Relatives: Son of Margaret Mackie. Husband of Ann Peterkin Stone Condition: Sound Material: Sandstone Length: 1.96 Breadth: 0.82 Depth: 0.19 Inscription Condition: Mostly decipherable Inscription Technique: Incised Mason: Not known Pre 1855 no. 29 ( What's this? )

Monument Inscription

ERECTED
BY
WILLM DOUGLAS,
IN MEMORY OF HIS MOTHER
MARGARET MACKIE
RELICT OF THE LATE HUGH DOUGLAS
WHO DIED 7TH MAY 1870.
AGED 88 YEARS
ALSO OF
ANN PETERKIN, HIS WIFE
WHO DIED 2[9]TH JUNE 188[ ]
AGED 70 YEARS
WILLIAM DOUGLAS
DIED 16TH NOVR 1892 AGED 82 YEARS

Family History

This memorial stone, dedicated by a man named William Douglas, is a bit of an enigma. The stone is of the flat slab type made of local whinstone and very simply inscribed. At the dates in which the persons commemorated died, the fashion was for upright stones. Sometimes old well worn and unidentifiable stones were re-used and this may have been the case in this instance. The fact that William Douglas was a joiner to trade may have given him a connection with the local gravedigger who was responsible for the management of lairs and old stones.

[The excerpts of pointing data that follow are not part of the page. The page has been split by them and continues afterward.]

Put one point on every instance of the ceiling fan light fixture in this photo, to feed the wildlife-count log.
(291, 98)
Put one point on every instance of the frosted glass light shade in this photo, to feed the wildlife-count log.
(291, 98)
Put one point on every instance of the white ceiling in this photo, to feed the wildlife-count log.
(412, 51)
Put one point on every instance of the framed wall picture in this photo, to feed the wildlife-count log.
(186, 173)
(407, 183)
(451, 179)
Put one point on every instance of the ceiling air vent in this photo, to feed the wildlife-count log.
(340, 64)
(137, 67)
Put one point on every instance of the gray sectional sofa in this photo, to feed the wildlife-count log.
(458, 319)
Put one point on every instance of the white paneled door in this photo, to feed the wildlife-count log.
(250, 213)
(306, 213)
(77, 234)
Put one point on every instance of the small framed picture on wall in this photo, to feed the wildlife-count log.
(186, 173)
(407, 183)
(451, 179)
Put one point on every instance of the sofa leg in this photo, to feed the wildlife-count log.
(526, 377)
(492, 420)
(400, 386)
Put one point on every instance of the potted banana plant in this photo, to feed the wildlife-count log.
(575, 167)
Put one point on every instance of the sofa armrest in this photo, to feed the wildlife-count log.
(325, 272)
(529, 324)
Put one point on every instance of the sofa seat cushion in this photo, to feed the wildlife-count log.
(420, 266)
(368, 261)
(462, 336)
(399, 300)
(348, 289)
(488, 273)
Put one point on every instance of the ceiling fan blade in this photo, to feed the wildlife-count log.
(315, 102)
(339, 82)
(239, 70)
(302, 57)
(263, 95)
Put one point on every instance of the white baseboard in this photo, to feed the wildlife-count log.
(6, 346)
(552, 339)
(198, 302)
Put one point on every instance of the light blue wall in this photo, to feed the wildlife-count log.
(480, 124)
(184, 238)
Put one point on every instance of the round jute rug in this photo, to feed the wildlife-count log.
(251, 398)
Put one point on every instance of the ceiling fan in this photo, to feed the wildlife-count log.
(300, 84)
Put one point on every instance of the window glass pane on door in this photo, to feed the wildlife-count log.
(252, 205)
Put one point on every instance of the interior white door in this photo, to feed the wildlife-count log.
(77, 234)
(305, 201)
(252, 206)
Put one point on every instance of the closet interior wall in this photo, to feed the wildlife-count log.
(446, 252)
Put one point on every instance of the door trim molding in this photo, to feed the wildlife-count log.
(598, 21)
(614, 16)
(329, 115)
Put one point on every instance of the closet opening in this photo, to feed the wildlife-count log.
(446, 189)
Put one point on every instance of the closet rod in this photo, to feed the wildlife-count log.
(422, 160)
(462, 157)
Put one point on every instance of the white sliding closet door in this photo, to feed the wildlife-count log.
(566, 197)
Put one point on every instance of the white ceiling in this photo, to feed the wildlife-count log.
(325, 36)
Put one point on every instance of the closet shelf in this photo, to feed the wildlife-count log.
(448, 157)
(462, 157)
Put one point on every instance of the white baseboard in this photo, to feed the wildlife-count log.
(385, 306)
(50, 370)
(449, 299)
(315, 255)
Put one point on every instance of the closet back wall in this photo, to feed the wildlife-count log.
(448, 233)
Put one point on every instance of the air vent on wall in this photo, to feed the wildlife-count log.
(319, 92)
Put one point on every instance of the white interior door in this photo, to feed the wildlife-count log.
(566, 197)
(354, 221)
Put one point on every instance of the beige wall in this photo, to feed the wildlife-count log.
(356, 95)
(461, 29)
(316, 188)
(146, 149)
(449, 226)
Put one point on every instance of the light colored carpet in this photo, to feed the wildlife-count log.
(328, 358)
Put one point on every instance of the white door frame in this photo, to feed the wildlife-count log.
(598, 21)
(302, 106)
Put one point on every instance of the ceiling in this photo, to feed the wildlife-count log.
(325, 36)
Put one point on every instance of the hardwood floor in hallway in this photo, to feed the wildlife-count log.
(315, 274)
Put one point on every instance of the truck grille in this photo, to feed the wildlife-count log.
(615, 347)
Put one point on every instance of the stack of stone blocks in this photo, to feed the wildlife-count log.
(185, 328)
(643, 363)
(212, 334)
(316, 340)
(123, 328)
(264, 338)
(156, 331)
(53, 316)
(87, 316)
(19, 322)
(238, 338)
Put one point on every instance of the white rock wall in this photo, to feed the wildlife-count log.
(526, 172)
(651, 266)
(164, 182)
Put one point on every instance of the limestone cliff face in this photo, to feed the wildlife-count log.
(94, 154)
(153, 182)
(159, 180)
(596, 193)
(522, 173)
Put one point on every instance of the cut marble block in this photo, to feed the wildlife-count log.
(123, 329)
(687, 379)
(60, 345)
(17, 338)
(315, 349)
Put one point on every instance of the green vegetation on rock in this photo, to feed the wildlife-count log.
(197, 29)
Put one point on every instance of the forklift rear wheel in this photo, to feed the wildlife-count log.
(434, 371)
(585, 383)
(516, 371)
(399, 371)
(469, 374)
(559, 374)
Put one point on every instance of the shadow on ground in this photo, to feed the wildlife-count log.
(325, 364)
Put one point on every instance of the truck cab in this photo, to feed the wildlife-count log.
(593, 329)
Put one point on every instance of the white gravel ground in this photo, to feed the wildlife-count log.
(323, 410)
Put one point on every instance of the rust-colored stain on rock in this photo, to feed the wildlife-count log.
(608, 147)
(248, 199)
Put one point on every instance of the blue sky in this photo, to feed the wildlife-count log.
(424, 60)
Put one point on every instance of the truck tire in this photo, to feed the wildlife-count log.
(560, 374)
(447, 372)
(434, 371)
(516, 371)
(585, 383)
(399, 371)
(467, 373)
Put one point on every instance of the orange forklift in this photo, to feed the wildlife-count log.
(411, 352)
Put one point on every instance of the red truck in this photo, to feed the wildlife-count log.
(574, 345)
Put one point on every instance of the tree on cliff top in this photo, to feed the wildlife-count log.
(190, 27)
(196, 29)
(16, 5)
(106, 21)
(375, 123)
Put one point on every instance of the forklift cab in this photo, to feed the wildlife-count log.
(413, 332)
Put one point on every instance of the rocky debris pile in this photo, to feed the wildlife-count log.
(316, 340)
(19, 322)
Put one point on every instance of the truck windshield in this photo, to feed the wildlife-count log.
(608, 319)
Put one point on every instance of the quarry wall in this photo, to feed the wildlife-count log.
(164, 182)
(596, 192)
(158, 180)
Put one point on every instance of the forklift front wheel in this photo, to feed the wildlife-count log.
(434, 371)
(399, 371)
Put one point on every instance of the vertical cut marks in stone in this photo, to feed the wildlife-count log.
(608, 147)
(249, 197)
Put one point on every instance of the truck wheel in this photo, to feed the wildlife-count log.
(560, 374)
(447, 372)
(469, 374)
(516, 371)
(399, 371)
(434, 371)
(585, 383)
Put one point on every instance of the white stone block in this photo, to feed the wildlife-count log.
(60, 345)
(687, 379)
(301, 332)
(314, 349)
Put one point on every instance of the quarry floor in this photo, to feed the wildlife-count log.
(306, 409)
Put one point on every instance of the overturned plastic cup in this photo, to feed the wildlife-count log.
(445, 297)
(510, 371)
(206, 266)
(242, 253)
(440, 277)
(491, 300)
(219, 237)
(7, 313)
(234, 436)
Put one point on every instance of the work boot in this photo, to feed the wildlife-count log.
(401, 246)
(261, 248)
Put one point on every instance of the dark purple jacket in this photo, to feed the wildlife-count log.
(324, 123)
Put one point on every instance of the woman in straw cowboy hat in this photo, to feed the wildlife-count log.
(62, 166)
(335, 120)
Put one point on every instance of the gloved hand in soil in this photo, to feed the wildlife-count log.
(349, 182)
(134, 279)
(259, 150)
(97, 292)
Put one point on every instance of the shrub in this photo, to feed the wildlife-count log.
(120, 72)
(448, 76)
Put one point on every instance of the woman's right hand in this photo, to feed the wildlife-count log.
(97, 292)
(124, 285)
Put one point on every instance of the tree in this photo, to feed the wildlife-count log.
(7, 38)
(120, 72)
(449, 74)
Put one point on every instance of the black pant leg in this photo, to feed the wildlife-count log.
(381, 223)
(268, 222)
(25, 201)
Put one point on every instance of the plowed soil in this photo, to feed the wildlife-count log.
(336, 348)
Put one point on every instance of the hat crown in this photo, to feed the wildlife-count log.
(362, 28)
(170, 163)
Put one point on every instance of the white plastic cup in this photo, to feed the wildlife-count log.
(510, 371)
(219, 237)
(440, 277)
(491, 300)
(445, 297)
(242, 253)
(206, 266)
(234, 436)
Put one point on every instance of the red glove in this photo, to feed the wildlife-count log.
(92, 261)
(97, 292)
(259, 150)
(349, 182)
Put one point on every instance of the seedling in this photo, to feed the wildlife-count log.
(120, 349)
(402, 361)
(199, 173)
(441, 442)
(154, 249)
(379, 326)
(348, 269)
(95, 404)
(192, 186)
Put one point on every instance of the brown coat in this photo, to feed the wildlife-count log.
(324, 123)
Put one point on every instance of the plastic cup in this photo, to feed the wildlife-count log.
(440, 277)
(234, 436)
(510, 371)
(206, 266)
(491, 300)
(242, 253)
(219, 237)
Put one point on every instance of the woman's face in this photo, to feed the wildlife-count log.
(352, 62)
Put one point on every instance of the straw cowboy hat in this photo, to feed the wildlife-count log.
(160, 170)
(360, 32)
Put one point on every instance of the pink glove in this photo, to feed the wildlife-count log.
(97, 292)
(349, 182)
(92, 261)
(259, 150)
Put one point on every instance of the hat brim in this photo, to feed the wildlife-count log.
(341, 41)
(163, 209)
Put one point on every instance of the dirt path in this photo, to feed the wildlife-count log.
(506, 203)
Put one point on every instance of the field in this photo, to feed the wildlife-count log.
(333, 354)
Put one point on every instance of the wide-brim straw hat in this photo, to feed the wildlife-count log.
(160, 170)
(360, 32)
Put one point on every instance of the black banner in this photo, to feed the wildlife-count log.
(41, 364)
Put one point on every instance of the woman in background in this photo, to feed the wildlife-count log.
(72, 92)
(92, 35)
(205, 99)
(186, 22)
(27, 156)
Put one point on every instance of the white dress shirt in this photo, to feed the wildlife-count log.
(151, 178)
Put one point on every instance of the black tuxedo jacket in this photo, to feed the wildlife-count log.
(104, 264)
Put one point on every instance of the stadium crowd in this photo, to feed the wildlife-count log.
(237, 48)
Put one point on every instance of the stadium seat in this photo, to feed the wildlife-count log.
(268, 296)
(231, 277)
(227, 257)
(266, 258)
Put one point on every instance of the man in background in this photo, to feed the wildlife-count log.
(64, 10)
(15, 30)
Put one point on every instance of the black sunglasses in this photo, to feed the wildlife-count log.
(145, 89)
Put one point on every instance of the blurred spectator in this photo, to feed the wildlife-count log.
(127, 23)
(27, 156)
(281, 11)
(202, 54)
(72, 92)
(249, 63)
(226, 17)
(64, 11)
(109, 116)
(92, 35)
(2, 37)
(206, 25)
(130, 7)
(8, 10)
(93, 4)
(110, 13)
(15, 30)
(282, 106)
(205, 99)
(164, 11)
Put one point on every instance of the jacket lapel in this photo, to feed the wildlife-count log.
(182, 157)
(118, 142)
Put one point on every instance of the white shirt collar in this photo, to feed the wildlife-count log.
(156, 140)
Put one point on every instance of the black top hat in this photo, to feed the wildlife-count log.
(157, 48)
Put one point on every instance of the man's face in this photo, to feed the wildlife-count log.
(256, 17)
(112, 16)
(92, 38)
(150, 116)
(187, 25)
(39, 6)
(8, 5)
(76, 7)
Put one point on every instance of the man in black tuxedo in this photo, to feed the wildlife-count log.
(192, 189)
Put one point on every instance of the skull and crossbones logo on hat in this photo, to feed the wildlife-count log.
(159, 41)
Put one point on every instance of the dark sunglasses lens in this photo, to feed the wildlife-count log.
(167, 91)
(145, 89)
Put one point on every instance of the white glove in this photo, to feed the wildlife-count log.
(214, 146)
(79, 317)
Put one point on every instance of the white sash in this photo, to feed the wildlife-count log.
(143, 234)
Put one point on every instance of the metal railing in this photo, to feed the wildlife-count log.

William was not a son of Mearns, having been born in Livingston, West Lothian, in 1811. His parents were Hugh Douglas (Coachman) and Margaret Mackie. It may have been through his father’s employment that William came to the Mearns where on 21st November 1848, he was to marry his first wife Ann Peterkin. Ann was the daughter of a soldier James Peterkin and his wife Margaret King.

There do not appear to have been any children from this marriage and the fact that Ann was to suffer from a heart condition over many years may have been a contributory factor to this situation. William meanwhile appears to have changed his occupation to that of grocer, and the couple were residing at Wardhill Mearnskirk. Ann died at this address aged seventy years in 1888, suffering from senile gangrene.

William, as a very old man, married Hillary Park and moved from the Mearns to 6 Cleveland Street in Partick where he died aged eighty-one years in 1892.